Dampak Menyalahgunakan Kebebasan Media Massa
Buah kebebasan pers adalah ketika pemerintah menghapus peraturan yang menghapuskan setiap orang atau kelompok untuk memperoleh izin sebelum dapat mencetak surat kabar. Akibatnya, ratusan tabloid dan Koran tumbuh dalam waktu singkat dan tidak sedikit di antara penerbitan yang baru menjual kebohongan dan cerita-cerita jahat. Namun, beberapa diantaranya gulung tikar setelah ditinggal pembacanya.
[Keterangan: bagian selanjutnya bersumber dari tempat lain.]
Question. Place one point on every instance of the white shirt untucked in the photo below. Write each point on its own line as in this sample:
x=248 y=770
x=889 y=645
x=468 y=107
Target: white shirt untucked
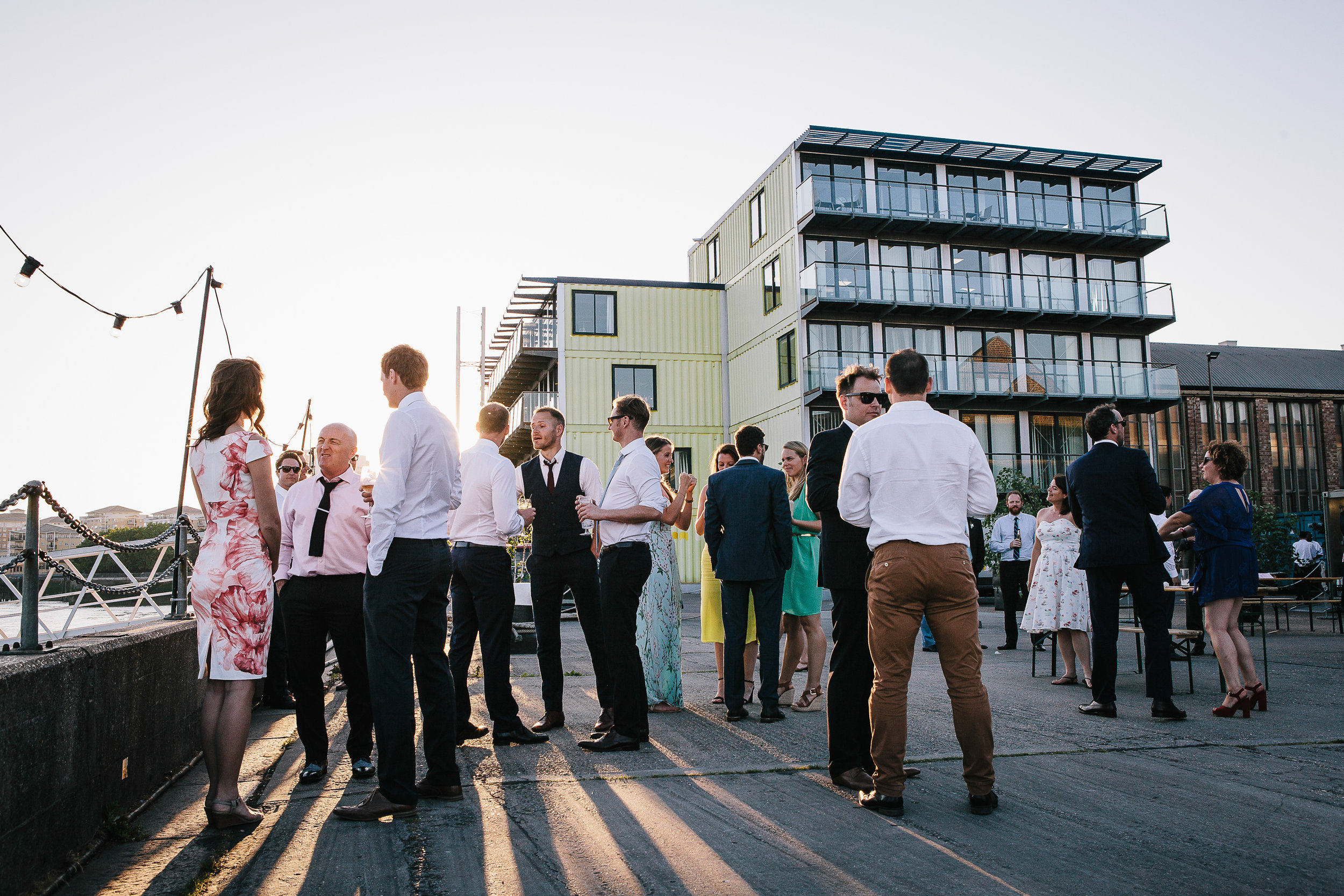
x=488 y=513
x=916 y=475
x=636 y=481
Kebebasan yang telah dibuka oleh pemerintah merupakan dambaan masyarakat khususnya insan pers untuk mendapatkan informasi seluas-luasnya secara cepat dan tepat. Namun, dibalik itu semua ada oknum-oknum tertentu yang menyalahgunakan kebebasan pers, antara lain sebagai berikut :
a.       Digunakan sebagai alat politik dari oknum tertentu untuk mencapai tujuan tertentu, dengan mengeluarkan uang yang tidak sedikit untuk membiayai pemberitaan tersebut.
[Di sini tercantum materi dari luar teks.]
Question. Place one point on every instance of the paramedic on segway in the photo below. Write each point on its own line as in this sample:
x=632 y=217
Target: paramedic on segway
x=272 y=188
b.      Dalam kolom opini/pendapat yang bersumber dari SMS secara lugas orang dapat menyampaikan pendapatnya. Bahkan isinya menghujat seseorang dengan tanpa beban dan tanpa merasa bahwa apa yang ditulis itu dapat merugikan pihak-pihak tertentu.
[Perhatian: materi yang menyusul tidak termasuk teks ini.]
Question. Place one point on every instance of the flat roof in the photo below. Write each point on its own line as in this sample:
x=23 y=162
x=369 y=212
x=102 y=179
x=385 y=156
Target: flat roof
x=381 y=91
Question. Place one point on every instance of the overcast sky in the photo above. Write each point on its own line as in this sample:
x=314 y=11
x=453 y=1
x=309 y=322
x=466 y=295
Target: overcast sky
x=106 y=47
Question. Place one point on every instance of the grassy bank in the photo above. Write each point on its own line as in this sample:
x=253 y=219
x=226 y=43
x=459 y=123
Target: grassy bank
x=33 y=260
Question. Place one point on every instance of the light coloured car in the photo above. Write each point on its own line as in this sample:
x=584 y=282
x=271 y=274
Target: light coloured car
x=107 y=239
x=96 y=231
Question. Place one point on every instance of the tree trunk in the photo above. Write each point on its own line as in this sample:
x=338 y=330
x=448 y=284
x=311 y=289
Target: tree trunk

c.       Media massa elektronik/tv menanyangkan acara yang kadang-kadang jauh dari nilai-nilai pendidikan dan hiburan itu sendiri bahkan bertabrakan dengan norma-norma masyarakat.
d.      Pers digunakan sebagi alat untuk memeras pejabat atau orang kaya yang diduga melakukan KKN untuk tidak memuat dalam media massa dengan imbalan tertentu.
Dampak negative dari penyalahgunaan kebebasan media massa dapat dibedakan secara intern dan ekstern.
Secara Intern
1.      Pers tidak objektif
2.      Ketidaksiapan masyarakat untuk menggunakan hak jawab menimbulkan kejengkelan pihak-pihak yang merasa dirugikan oleh pemberitaan pers akan melakukan tindakan yang anarkis.
Secara Ekstern
1.      Mempercepat kerusakan akhlak dan moral bangsa
2.      Menimbulkan ketegangan dalam masyarakat
3.      Menimbulkan sikap saling curiga dan perpecahan dalam masyarakat
4.      Menimbulkan sikap antisipati dan kejengkelan terhadap pers
5.      Mempersulit diadakannya islah kelompok masyarakat yang sedang konflik.